I'm trying to compare different approaches to rank predictions. I have the ground truth distribution $P$ (discrete, zeta distribution) and two or more distributions ($Q, Q', Q'', Q'''$ in this case) I'd like to rank. (As in which one is better).
As I understand I can use the KL divergence for this.
What can I say then if one prediction has $D_{kl}(P || Q) = 3$ and an other one has $D_{kl}(P || Q') = 6$?
What can I say then if one prediction has $D_{kl}(P || Q'') = 0.3$ and an other one has $D_{kl}(P || Q''') = 0.6$?
I can certainly say that prediction $Q$ is better than prediction $Q'$, because it "seems" big difference, but what can I say about $Q''$ and $Q'''$ the difference seems small (I know $Q''$ is still better)?
My question is: Can I somehow numerically say that this prediction is better than that by "this amount"?

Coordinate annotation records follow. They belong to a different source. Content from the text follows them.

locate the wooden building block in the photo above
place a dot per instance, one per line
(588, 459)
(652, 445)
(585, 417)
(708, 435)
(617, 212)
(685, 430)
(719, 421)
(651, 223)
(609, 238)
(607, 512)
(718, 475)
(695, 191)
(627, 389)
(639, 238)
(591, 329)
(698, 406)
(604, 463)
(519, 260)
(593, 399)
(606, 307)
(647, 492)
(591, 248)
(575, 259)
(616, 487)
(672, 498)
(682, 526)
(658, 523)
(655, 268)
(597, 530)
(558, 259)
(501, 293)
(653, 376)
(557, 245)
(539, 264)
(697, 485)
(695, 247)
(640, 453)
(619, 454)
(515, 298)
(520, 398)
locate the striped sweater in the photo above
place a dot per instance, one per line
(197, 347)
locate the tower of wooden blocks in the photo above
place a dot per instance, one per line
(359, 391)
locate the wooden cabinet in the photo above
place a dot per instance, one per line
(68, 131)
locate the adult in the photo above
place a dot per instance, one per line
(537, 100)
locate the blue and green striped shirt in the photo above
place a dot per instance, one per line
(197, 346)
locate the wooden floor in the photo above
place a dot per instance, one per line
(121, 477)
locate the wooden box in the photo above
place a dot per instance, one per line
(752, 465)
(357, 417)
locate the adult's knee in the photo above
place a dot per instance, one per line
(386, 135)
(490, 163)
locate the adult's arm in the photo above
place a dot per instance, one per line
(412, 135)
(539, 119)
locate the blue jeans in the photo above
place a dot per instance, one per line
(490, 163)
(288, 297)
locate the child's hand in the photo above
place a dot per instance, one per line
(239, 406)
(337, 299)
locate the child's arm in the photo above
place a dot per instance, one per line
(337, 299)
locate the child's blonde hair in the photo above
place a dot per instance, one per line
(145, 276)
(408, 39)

EDIT: $Q, Q', Q'', Q'''$ are all different in my question, I'm not confused about the asymmetry of $D_{kl}$, but in how to interpred different scales of results. I Edited the numbers to better reflect my question:
- Both examples give that one distribution is "twice as close" to $P$ (the truth), than the other, but the scales are different. How do I interpret that?